Almost everything was said in comments.

If you are allowed to plot the function $$f(x)=\sqrt{x+3}+\sqrt{x^2+2x+7}-\sqrt{x^2+3}-(x+1)^2$$ you notice that is looks like a parabola.

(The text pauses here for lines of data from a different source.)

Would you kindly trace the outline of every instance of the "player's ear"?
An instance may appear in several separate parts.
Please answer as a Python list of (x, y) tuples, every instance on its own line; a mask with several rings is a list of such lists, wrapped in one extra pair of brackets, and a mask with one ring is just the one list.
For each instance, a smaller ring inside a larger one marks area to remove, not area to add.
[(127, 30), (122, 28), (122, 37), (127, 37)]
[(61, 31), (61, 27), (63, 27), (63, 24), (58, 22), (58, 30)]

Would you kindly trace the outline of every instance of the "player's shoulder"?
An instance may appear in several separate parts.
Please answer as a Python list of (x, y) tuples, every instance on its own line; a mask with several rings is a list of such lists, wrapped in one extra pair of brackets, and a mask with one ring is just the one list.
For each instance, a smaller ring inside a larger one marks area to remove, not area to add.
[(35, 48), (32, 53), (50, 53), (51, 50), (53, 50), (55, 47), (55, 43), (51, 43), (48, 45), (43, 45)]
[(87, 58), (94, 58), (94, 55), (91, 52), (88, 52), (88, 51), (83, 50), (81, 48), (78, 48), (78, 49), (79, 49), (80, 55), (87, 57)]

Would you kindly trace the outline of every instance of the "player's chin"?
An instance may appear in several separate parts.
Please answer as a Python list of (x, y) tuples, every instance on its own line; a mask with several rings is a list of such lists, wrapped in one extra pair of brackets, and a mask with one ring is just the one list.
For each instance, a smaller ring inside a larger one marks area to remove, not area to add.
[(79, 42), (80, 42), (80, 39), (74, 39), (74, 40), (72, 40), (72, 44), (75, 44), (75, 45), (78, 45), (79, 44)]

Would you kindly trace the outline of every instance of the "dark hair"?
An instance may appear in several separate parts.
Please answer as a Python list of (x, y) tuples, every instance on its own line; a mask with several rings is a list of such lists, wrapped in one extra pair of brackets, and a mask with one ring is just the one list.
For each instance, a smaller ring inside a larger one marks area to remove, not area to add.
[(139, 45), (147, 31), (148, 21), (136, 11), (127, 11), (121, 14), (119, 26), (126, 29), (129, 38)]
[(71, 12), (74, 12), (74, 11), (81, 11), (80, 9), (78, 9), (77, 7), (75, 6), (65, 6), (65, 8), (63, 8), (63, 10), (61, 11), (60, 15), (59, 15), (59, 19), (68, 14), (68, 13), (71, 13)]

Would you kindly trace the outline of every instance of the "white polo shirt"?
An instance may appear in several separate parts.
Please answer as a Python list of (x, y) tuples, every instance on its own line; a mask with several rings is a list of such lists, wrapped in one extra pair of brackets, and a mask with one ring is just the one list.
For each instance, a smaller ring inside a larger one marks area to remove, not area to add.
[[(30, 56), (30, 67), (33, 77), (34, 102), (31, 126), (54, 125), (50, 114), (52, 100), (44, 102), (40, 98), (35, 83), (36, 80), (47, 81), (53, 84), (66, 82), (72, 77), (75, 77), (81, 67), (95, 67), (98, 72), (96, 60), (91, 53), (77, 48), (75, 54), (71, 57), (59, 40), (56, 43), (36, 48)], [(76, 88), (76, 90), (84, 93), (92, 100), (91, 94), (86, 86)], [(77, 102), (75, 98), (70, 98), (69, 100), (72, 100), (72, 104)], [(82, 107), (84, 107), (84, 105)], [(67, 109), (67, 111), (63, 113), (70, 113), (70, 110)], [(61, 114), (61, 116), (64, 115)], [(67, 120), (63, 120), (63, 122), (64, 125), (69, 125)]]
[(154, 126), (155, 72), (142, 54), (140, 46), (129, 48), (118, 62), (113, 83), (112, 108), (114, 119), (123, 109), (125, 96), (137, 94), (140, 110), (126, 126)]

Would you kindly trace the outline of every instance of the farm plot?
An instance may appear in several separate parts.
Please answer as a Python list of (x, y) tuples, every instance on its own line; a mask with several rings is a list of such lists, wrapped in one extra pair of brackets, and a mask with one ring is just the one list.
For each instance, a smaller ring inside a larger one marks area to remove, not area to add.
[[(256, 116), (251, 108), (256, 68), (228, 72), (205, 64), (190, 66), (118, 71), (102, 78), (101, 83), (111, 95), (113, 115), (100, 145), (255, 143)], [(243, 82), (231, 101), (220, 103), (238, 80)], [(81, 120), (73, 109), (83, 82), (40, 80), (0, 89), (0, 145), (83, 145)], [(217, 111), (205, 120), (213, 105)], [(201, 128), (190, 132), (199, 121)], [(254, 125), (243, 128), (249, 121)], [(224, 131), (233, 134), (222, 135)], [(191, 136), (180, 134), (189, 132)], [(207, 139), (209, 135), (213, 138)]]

So, as a try, make a series expansion around $x=-2$ to obtain $$f(x)=\left(\frac{5}{2}+\frac{1}{\sqrt{7}}\right) (x+2)+\left(\frac{3}{14 \sqrt{7}}-\frac{9}{8}\right) (x+2)^2+O\left((x+2)^3\right)$$

$$\frac{f(x)}{x+2}=\left(\frac{5}{2}+\frac{1}{\sqrt{7}}\right) +\left(\frac{3}{14 \sqrt{7}}-\frac{9}{8}\right) (x+2)+O\left((x+2)^2\right)$$

Using the above, an approximation $$x=\frac{2 \left(49+40 \sqrt{7}\right)}{3 \left(147-4 \sqrt{7}\right)}=\frac{2 \left(1189+868 \sqrt{7}\right)}{9213}=0.756651$$ Repeat the expansion around $x=\frac 34$ $$f(x)=\frac{1}{16} \left(-49+8 \sqrt{15}-4 \sqrt{57}+4 \sqrt{145}\right)+$$ $$\left(-\frac{7}{2}-\sqrt{\frac{3}{19}}+\frac{1}{\sqrt{15}}+ \frac{7}{\sqrt{145}}\right) \left(x-\frac{3}{4}\right)+O\left(\left(x-\frac{3}{4}\right)^2\right)$$ from which $$x =\frac 34+\frac{8265 \left(-49+8 \sqrt{15}-4 \sqrt{57}+4 \sqrt{145}\right)}{8 \left(57855-1102 \sqrt{15}+870 \sqrt{57}-798 \sqrt{145}\right)}=0.748997$$ while the solution obtained by Newton method is $x=0.748996$.

Notice that this simplistic process is very close to the one Newton used to invent Newton method.